Beer is made from four basic ingredients: Barley, water, hops and yeast. The basic idea is to extract the sugars from grains (usually barley) so that the yeast can turn it into alcohol and CO2, creating beer.
The brewing process starts with grains, usually barley (although sometimes wheat, rye or a mixture.) The grains are harvested and malted (germinated) then roasted to stop the germination process. It is during germination that the grains produce an enzyme that helps convert starch into fermentable sugar.
The grains then cracked to expose the inner part and “mashed” in which they are steeped in hot, but not boiling, water for about an hour. This causes the enzymes in the grain to break down and release the sugars. After the mash is done we collect the sugary water, called wort (pronounced wert – ). The wort is what will become the beer.

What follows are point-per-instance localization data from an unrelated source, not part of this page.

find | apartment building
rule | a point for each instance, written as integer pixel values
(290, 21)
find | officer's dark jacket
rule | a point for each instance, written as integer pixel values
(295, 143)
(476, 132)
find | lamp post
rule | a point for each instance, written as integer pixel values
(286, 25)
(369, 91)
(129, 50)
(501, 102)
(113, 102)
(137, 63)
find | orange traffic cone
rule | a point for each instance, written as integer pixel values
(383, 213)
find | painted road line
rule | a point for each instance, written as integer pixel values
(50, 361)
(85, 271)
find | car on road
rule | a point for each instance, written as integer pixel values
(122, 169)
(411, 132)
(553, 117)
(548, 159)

The wort is boiled for about an hour while hops and other spices are added up to 12 different times.
Hops provide bitterness to balance out all the sugar in the wort and provide flavor. They also act as a natural preservative.
Once the boil is over ( from 60-90 minutes) the wort is cooled, transferred to a fermentation vessel and yeast is added to it. At this point the brewing is complete and the fermentation begins.
The beer is stored for a couple of weeks at cool temperature while the yeast works its fermentation magic. Basically the yeast eats up all that sugar in the wort and spits out CO2 and alcohol as waste products.
You’ve now got alcoholic beer, however, it is flat and uncarbonated. We either transfer the beer into a large “brite” tank and inject CO2 to give the beer carbonation or we add a bit of sugar and bottle the beer uncarbonated. The sugar provides a little food for the remaining yeast and this naturally carbonates the beer.